Flying can be more than a means of getting from A to B. It can also be educational if your seat-mate is careless while working on a laptop.
Patrick Gray, senior security strategist at Cisco Systems, for example, recalls what could have been an educational trip this month on a trip across the U.S. “I was on an airplane flying out to Salt Lake City (Utah) last week sitting next to a consultant with one of the final four consultancies doing a write-up on a Fortune 10 company,” he recalled in an interview. “Gee, it was great stuff we could probably use at Cisco if I were a nefarious kind of a guy.”
The former FBI and National Security Agency staffer has no doubt what he could read was sensitive – it had “Confidential” written all over it.
For years untold trees have died to carry warnings about the need to ensure corporate data is protected. Yet even today the message isn’t getting through, judging by the regular news reports about PCs stolen from offices and cars with gigabytes of unsecured personal information and online break-ins of databases.
To get an idea of why data is still being lost Cisco released a survey Tuesday it paid for earlier this year which questioned 1,000 employees and 1,000 IT professionals in 10 countries – the U.S, Britain, France, Germany, Italy, Japan, China, Brazil, India and Australia – to find out why and see if there are cultural differences in how people practice security.
Some of the results may not be surprising. For example, almost two of three employees admitted using work computers daily for personal use, such as downloads, shopping and e-mail.
But consider these findings:
-one in five employees said they altered security settings on work devices to bypass IT policy so they could access unauthorized Web sites;
-seven of 10 IT professionals said employee access of unauthorized Web sites and applications (including online shopping sites) ultimately resulted in as many as half of their companies’ data loss incidents;
-in the past year, two of five IT professionals came across staffers accessing unauthorized parts of a network or facility. Two-thirds had to deal with this danger more than once in the past year. Fourteen per cent said it happens monthly;
-24 per cent of employees said they have verbally shared sensitive information to non-employees, including strangers;
-at least one in three employees leave computers logged on and unlocked when away from their desk. They also tend to lave laptops on their desks overnight, sometimes without logging off;
-one in five employees store system logins and passwords on their computers or leave them written down in plain sight on their desks.

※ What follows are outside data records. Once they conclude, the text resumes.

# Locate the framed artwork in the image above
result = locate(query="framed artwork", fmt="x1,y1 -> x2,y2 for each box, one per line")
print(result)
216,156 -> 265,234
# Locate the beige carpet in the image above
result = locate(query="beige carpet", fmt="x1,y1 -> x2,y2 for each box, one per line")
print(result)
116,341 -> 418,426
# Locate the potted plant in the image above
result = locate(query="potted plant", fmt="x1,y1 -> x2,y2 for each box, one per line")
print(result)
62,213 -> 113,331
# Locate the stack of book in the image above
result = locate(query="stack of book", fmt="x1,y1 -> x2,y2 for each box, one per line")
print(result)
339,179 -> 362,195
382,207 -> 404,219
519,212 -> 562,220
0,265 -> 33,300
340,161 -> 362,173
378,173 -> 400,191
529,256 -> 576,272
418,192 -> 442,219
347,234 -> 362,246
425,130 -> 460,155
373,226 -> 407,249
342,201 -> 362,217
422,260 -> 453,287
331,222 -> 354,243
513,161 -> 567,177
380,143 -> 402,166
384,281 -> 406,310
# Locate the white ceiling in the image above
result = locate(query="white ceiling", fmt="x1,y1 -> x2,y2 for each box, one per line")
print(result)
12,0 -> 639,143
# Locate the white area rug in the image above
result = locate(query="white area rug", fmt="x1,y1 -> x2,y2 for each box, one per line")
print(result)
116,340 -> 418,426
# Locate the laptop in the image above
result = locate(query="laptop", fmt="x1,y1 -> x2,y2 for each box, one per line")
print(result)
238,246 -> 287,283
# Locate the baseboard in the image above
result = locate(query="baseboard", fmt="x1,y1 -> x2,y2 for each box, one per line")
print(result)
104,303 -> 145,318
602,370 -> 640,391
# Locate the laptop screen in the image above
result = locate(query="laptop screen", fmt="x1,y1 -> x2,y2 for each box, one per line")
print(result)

What Gray’s seat-mate should have had on his laptop was a security screen so someone looking at it from a side angle can’t read. Of all people surveyed, only 23 per cent of respondents said they use such a screen – and only six per cent in Germany.
The survey suggests some countries, usually industrialized nations, are doing a better job than others – but not necessarily. For example, 22 per cent of German employees surveyed said that vendors or partners are allowed to roam around their organization’s offices unsupervised, compared to a survey average of 13 per cent.
In a briefing with IT World Canada just before the survey results were announced, Gray and Marie Hattar, Cisco’s vice-president of network systems and security solutions, said the study suggests managers still need to educate staffers about safe computing behaviour.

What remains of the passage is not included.